Confusion with state-level relief payments. Several states issued their own one-time relief payments in 2022 — California's Middle Class Tax Refund, for example, or rebates in Colorado and other states. Whether SSDI recipients qualified for those payments depended on state-specific rules, residency, income, and tax filing status. These were not federal programs and had nothing to do with SSA.
Even without a stimulus check, SSDI recipients saw meaningful changes to their benefits in late 2022 and early 2023:
The 8.7% COLA increase took effect with January 2023 payments. For someone receiving the average SSDI benefit — which hovered around $1,200–$1,300 per month at the time — this represented a meaningful increase. Exact amounts depend on each recipient's individual earnings record, which varies widely.
Medicare costs shifted. The standard Medicare Part B premium actually decreased slightly in 2023, which meant SSDI recipients enrolled in Medicare saw their net benefit improve more than the COLA percentage alone suggested.
SGA thresholds increased. The Substantial Gainful Activity (SGA) limit — the monthly earnings ceiling that determines whether someone is engaging in work that could affect their SSDI eligibility — adjusts annually with average wage growth. These thresholds matter for recipients who work part-time or are in a trial work period.
For recipients who believed they missed one of the three COVID-era stimulus checks, there was a formal path. The IRS offered a Recovery Rebate Credit, claimable on federal tax returns for 2020 and 2021. The deadline to claim the 2021 credit on a 2021 tax return was April 2023 for most filers.
Whether a specific individual missed a payment — and whether they were eligible to claim it — depended on their filing status, income level, dependent situation, and whether they had already received partial payments.
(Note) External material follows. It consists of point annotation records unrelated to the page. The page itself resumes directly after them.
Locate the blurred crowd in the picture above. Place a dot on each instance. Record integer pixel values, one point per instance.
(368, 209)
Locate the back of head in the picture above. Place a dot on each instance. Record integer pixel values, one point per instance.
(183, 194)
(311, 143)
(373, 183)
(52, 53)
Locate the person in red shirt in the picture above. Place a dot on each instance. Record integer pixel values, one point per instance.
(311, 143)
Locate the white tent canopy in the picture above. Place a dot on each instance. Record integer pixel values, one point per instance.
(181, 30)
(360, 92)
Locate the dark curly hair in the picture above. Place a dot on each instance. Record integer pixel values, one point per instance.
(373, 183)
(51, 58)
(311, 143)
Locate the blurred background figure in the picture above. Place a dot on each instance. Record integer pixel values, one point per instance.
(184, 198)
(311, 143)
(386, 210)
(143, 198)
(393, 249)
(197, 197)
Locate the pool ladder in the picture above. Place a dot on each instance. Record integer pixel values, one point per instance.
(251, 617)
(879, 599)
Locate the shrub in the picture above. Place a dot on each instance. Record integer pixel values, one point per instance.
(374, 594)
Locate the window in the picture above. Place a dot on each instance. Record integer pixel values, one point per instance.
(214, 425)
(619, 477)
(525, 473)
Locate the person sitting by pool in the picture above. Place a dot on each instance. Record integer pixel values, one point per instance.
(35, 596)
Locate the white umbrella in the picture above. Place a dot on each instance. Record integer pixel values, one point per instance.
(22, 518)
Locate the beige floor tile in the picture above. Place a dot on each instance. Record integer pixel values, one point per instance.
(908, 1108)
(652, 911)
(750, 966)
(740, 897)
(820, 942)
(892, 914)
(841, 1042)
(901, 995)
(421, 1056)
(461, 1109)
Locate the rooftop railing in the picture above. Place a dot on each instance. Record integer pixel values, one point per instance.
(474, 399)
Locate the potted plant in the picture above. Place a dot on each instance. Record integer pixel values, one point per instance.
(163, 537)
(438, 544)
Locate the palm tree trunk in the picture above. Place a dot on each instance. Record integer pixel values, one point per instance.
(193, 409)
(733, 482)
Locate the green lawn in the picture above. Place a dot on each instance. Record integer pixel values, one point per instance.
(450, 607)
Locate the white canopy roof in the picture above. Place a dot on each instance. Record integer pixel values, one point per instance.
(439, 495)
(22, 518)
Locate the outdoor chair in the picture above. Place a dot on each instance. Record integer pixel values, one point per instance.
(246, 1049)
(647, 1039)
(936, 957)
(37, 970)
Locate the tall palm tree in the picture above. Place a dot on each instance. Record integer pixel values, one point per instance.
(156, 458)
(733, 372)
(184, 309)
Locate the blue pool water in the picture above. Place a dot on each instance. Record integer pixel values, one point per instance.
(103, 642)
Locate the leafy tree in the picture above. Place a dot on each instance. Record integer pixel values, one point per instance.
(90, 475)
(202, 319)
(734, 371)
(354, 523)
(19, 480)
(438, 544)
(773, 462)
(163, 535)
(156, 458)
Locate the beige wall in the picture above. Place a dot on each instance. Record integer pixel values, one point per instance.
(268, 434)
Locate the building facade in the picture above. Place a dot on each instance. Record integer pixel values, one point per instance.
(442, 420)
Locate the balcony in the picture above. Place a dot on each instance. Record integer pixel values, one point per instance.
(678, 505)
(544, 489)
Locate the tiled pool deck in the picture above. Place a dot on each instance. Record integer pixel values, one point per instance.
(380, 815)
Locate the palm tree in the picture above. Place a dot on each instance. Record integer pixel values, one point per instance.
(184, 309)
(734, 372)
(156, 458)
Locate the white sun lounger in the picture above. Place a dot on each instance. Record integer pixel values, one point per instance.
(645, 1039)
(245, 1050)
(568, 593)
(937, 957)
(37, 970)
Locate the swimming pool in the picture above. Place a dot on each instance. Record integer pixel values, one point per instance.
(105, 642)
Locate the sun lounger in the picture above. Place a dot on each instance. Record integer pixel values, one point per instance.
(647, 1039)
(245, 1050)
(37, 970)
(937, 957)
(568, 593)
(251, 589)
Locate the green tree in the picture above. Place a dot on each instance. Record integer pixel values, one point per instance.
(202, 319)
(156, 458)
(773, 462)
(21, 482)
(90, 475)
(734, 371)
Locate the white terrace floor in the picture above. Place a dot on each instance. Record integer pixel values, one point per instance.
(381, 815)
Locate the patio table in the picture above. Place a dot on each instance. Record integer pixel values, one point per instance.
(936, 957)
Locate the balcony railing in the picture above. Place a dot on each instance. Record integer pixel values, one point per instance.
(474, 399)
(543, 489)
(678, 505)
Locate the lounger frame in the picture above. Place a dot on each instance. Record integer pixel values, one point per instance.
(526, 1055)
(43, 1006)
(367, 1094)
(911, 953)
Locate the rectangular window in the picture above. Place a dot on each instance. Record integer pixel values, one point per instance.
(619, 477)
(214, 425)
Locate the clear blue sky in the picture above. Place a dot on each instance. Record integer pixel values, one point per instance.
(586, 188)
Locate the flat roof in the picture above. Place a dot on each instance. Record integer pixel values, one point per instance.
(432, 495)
The IRS provided an online account tool where individuals could check their payment history.
That window has now closed for most claimants under standard filing rules.
It's worth distinguishing between SSDI and SSI when discussing any benefit payment:
Stimulus eligibility rules applied somewhat differently to each group — for example, SSI recipients who didn't typically file tax returns needed to take additional steps during the first round of payments in 2020 to ensure the IRS had their information. The rules for each round differed in their details.
Understanding that no federal stimulus check existed in September 2022 is straightforward. What's less straightforward is how the payments that did exist applied to any one person — whether they received all three rounds, whether they qualified for a state-level payment, whether they missed a credit they could have claimed, and how the 2023 COLA adjustment changed their specific monthly amount.
Those answers depend on your individual payment history, tax filing status, state of residence, benefit type, and household circumstances. The program landscape is clear. How it maps onto your specific record is a different question entirely.